Die beiden Frauen kümmern sich neben ihrer Arbeit ehrenamtlich um das Aufstellen und das Auffüllen der Box. Sie opfern ihre Freizeit. „30 Minuten brauchen wir, um die Lebensmittel für das Foodsharing abzuholen. Genauso lange dauert es auch, wenn ich einkaufen würde“, sagt Karina Psoch, die sich wie alle anderen in ihrer Freizeit für das Foodsharing engagiert. Und es schont den Geldbeutel.

Viel Resonanz

Karina Psoch selbst ist durch eine Freundin aus Berlin auf die Bewegung aufmerksam geworden. „Ich hätte nicht gedacht, dass es in einer Kleinstadt wie Werne funktioniert. Aber die Resonanz ist bislang groß“, sagt sie. Ihr Sohn Fabian hat eine Gruppe im sozialen Netzwerk Facebook eröffnet.

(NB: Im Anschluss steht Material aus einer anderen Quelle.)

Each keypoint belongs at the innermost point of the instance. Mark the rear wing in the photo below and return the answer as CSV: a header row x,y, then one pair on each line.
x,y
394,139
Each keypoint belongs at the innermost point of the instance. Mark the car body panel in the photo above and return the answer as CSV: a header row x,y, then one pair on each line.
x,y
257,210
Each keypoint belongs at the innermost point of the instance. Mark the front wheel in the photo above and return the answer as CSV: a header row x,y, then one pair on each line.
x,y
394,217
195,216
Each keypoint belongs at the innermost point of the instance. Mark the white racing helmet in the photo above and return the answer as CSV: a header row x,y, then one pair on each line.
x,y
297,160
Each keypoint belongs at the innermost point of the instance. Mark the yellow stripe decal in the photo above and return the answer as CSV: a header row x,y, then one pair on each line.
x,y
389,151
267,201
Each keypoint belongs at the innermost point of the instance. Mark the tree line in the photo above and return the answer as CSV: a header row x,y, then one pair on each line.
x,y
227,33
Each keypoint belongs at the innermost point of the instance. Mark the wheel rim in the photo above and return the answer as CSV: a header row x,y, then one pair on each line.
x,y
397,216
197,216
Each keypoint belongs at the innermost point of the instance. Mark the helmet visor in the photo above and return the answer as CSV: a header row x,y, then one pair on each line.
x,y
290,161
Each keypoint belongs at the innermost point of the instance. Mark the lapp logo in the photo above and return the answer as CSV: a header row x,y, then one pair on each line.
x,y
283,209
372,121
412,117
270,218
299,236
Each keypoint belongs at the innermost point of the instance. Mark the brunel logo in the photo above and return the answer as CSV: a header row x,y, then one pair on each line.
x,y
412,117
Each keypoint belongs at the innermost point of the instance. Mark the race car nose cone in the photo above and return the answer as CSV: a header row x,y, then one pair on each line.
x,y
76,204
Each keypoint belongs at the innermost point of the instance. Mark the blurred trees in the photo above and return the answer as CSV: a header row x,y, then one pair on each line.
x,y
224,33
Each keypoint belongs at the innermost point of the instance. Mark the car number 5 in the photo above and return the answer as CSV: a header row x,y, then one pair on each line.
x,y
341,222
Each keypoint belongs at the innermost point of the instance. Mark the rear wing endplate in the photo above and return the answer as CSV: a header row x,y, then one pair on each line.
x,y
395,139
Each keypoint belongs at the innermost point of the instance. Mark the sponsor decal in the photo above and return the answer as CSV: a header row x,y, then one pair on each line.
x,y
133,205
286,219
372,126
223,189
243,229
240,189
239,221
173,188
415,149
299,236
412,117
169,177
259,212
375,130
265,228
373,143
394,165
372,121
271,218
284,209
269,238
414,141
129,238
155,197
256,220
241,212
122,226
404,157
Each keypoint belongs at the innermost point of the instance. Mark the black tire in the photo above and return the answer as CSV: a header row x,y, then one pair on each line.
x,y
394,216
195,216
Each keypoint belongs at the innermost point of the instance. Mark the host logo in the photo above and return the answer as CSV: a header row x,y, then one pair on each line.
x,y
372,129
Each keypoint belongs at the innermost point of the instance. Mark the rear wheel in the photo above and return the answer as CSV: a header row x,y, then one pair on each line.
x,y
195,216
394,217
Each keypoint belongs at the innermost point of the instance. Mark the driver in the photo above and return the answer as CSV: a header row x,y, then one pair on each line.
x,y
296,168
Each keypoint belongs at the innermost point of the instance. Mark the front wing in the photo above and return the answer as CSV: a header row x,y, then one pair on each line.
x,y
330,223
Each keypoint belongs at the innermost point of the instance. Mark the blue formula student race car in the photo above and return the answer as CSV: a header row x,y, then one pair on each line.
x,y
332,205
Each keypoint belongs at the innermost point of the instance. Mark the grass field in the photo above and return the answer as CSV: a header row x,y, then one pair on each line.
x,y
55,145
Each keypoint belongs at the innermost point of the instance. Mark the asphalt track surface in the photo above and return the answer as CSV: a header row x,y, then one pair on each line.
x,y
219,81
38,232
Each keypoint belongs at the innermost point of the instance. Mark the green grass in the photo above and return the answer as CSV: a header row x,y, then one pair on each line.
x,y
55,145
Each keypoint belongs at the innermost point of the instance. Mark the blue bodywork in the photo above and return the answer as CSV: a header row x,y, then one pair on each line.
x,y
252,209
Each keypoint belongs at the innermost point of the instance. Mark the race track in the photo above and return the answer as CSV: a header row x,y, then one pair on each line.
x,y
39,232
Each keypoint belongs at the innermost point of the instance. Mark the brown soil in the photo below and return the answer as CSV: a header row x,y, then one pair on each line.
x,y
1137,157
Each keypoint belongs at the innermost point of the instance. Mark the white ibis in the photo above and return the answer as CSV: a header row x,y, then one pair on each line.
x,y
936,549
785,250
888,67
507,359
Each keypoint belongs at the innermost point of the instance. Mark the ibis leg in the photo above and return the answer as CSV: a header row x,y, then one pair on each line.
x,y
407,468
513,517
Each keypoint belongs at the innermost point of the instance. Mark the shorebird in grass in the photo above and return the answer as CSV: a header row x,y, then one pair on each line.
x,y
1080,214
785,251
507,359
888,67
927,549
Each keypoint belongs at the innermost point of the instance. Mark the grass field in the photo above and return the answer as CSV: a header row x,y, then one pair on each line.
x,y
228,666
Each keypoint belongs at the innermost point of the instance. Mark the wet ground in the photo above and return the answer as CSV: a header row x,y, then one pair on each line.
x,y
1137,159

Sie zählt schon 219 Mitglieder.

Und Pavarotti erntet neugierige Blicke am zweiten Tag, an dem er an seiner Position in Stockum steht. „Was hat das eigentlich auf sich?“, fragt eine Nachbarin. Nachdem Karina Psoch erklärt, was dahinter steckt, greift die Frau beherzt in die Kiste: „Ich kann noch Baguette gebrauchen.“ Danach kommt eine Mutter mit ihrer Tochter vorbei. „Wir können ein bisschen Rhabarber mitnehmen.“ Eine Süßigkeit wandert auch in die Hände des Kindes. Weil die Kiste frei zugänglich ist, dürfen keine Arzneimittel, Energy Drinks sowie Alkohol reingelegt werden.

„Wir sind keine Konkurrenz zur Tafel. Es darf sich jeder bedienen“, erklärt Karina Psoch, die mit ihren Mitstreitern ihren Teil an dem großen Wegschmeißen leisten möchte.

Großes Wegschmeißen in Deutschland

In Deutschland werden jährlich 18 Millionen Lebensmittel weggeworfen. Das bedeutet, ein Drittel aller Lebensmittel werden verschwendet. Und dabei wird laut der Umweltorganisation WWF nicht nur das Lebensmittel an sich weggeworfen, sondern auch die Ressourcen die zum Beispiel in Anbau, Ernte, Verpackung, Transport und Lagerung geflossen sind. Laut WWF wurden in Nordrhein-Westfalen in den vergangenen Jahren viele Maßnahmen umgesetzt, die das Land zu einem „Pinonier bei der Vermeidung von Lebensmittelabfällen“ macht. Mit dem Projekt Foodsharing, das es seit Dezember 2012 in Deutschland gibt, wurden bereits 15.000 Tonnen Lebensmittel gerettet. Das Prinzip mit Fairteiler-Stationen wurde laut Foodsharing schon weltweit kopiert - etwa in Japan, Saudi-Arabien und Indien.